Naar inhoud springen

Transpecos-rattenslang

Uit Wikipedia, de vrije encyclopedie
Transpecos-rattenslang
IUCN-status: Niet bedreigd[1] (2007)
Transpecos-rattenslang (Bogertophis subocularis)
Taxonomische indeling
Rijk:Animalia (Dieren)
Stam:Chordata (Chordadieren)
Klasse:Reptilia (Reptielen)
Orde:Squamata (Schubreptielen)
Onderorde:Serpentes (Slangen)
Superfamilie:Colubroidea
Familie:Colubridae (Toornslangachtigen)
Onderfamilie:Colubrinae
Geslacht:Bogertophis
Soort
Bogertophis subocularis
(Brown, 1901)
Verspreidingsgebied in het rood.
Afbeeldingen op Wikimedia Commons Wikimedia Commons
Transpecos-rattenslang op Wikispecies Wikispecies
Portaal  Portaalicoon   Biologie
Herpetologie

De Transpecos-rattenslang[2] (Bogertophis subocularis) is een slang uit de familie toornslangachtigen en de onderfamilie Colubrinae.

Naam en indeling

[bewerken | brontekst bewerken]

De wetenschappelijke naam van de soort werd voor het eerst voorgesteld door Arthur Erwin Brown in 1901. Oorspronkelijk werd de wetenschappelijke naam Coluber subocularis gebruikt.[3]

De soort wordt verdeeld in twee ondersoorten die onderstaand zijn weergegeven, met de auteur en het verspreidingsgebied.

Naam Auteur Verspreidingsgebied
Bogertophis subocularis amplinotus Webb, 1990 Mexico (Durango)
Bogertophis subocularis subocularis Brown, 1901 De rest van het verspreidingsgebied.

Uiterlijke kenmerken

[bewerken | brontekst bewerken]

De Transpecos-rattenslang is een slanke, enigszins sierlijk bewegende slang.
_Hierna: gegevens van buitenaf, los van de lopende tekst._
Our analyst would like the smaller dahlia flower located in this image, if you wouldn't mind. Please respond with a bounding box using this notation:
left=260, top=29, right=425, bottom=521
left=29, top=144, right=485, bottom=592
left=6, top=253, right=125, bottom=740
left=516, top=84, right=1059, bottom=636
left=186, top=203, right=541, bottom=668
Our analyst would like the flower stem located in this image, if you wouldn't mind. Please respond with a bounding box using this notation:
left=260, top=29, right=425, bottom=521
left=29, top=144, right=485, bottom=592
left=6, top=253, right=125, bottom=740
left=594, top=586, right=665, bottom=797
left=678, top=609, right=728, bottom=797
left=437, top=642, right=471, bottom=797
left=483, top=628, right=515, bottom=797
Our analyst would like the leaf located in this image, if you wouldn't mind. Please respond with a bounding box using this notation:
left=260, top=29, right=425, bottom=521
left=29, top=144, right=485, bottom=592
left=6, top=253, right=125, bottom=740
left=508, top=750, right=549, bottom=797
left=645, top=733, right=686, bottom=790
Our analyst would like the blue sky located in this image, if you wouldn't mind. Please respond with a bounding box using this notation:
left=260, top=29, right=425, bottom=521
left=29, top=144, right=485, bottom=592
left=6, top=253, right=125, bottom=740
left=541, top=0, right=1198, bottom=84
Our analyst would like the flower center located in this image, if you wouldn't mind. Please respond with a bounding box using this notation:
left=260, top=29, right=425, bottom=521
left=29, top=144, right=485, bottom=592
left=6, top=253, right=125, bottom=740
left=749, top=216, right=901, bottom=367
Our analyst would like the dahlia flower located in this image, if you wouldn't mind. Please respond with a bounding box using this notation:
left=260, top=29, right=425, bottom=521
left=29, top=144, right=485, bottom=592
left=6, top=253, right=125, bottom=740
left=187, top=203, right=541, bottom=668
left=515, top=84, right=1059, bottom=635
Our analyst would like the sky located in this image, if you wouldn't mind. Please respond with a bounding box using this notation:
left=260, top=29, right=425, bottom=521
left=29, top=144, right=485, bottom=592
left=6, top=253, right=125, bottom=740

De huid van deze terrestrische, nachtactieve soort is lichtgeel, oker of geelbruin met 21 tot 28 donkerbruine tot zwarte H-vormige dwarsstrepen op de rug en een dubbele streep in de nek. De lichaamslengte bedraagt ongeveer 90 centimeter tot 1,4 meter, het langste exemplaar werd bijna 1,68 meter lang. De schubben zijn voorzien van een opstaande rand (gekield), de anaalplaat is gedeeld. De kop heeft opvallend grote, bolle ogen, op de kop zijn geen vlekken of strepen aanwezig.[4]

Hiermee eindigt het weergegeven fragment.